Don't know what happened to this photo-- sorry
to whomever I borrowed it from if I did so without credit!! Opps.
Feel free to contact me for my apologies.


Not only was it important for the kid to hear, it meant a lot for us parents. Of course we are worried. It's not like getting your tonsils out. I fell in love with my husband's brain, so I don't want it to change. I just want him to live, have a quality life without pain, and live happily ever after.  I want to laugh every time he uses brain damage as an excuse for doing something stupid, without the "what if" factor. I don't want his brain to poop out of his skull anymore.
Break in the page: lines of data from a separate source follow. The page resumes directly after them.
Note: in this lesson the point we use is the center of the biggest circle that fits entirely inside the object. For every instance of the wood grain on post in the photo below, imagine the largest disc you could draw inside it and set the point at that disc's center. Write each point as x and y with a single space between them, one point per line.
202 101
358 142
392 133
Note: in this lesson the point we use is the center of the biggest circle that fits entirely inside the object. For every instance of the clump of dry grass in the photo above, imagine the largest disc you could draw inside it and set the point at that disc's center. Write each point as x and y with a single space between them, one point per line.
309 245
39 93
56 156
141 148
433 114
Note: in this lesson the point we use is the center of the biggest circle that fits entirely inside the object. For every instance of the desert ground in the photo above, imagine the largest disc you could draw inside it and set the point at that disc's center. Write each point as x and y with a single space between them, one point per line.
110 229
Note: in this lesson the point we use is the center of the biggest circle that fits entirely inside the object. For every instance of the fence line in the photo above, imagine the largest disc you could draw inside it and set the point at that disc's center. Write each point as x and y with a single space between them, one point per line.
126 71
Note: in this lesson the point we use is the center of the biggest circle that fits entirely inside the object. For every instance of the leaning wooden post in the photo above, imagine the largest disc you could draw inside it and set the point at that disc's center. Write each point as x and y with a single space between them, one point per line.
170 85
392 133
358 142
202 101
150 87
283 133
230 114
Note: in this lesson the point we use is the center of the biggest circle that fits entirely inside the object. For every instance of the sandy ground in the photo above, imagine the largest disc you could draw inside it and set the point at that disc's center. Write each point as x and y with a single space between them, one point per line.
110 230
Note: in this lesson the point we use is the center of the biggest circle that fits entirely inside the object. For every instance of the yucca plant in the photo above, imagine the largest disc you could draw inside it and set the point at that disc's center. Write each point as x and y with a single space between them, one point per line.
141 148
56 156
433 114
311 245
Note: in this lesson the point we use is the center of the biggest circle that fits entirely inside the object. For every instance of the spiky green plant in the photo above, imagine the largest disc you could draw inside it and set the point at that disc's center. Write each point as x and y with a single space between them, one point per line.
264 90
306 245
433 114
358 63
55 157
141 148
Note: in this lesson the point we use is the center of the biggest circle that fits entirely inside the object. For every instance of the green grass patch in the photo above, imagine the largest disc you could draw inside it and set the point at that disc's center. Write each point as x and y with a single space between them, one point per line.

We have two weeks until the surgery. We have a world of support and are busy making the preparations for all scenarios. My sister is coming Monday so I can breath a little easier. I can run away when I need to, I can have support when I've calmed everyone's fears.

Another example
Two more weeks until my husband becomes a "zipperhead".

I am updating this to add my husband's actual zipperhead scar. Please feel free to share this image with others to spread Chiari Awareness. This was my purpose in writing this post, along with processing this surprise that turned our family inside out.

His scar is smaller and not zipper-like at all. I don't know if it was done endoscopicly or if my husband's skin was more pliable due to his dramatic weight loss. I do know that he has sutures underneath his skin that extend about eight inches. These have not dissolved yet, so he is still healing and recovering. Life with Chiari is certainly different, but at least it is life. Here is Dr. Sugarman's handy-work:

Regular
With a diagram!!





If you'd like to use you either photo in your own blog, share it with friends and family or show to anyone else you think is fabulous or anyone needing an awareness education, feel free to distribute, but please, no alterations.